June 27, 2017
Australian Markets Weekly: 26 June 2017
Employment growth is realish.
Overview:
- In this week’s Weekly we look below the surface at recent employment growth, which has picked up to a 25k m/m trend pace, well above the 14k m/m pace required to keep the unemployment rate unchanged. Is it real? Our conclusion is mostly “yes”.
- We dissect employment growth into its sample components to gauge whether recent growth is “real” or not. We find most of the jobs growth over the past 3-months has been driven by the common sample and not from sample rotation effects as had occurred in the past during months of strong employment gains. However, much of the growth in the common sample has come from changes in response rates (i.e. a person not answering last month but answering this month).

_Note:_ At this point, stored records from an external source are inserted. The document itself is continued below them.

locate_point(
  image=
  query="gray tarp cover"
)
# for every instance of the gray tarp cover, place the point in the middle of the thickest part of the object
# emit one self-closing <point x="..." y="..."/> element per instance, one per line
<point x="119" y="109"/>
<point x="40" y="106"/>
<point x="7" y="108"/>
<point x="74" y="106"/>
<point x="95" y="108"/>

- While it is likely the unmatched change in the common sample is more reflective of the level of employment, it is not necessarily an accurate representation of recent employment growth and should be read more as a correction to prior weak months when the person failed to respond to the labour market survey. This thus suggests the pace of employment growth may slow in the months ahead. Nevertheless, our NAB Business Survey still points to trend growth of around 20k m/m.
- An industry breakdown of recent employment growth suggests it is broad-based with employment growing in industries that account for 74% of employment. Interestingly, the mining industry has turned from being a headwind to a tailwind, contributing around 13k jobs on net over the past year after prior declines. The improvement in mining employment is likely to reinforce the RBA’s view of the “transition to lower levels of mining investment…was almost complete”. The two weak points remain in retail (net -25k jobs lost y/y) and agriculture (net -22k y/y).
- The past week has been quiet in markets. The most significant development has been the flurry of central banks removing expectations of further policy easing and getting the market into thinking about the possibility of removing accommodation. We think Australia will lag this development given elevated underemployment and subdued wages growth.
- This week also looks quiet. Domestically we get Credit Statistics Friday with little in the way of other local data. Consequently domestic markets are likely to take their lead from international events, with US PCE inflation Friday along with China’s PMIs. There is also a plethora of central bank speakers offering many sound-bite opportunities. Those to watch include Draghi on Monday and Yellen on Wednesday.
- AUD volatility remains by and large a function of USD volatility, prompting us to nudge our AUD/USD Q3 forecast up to 0.73 from 0.71 while retaining our 0.70 year-end forecast. The US dollar has at least stopped falling with lower yields, having earlier become slightly oversold. Higher wages and/or revived hopes for tax reform are pre-requisites for renewed USD appreciation, which we expect by Q4.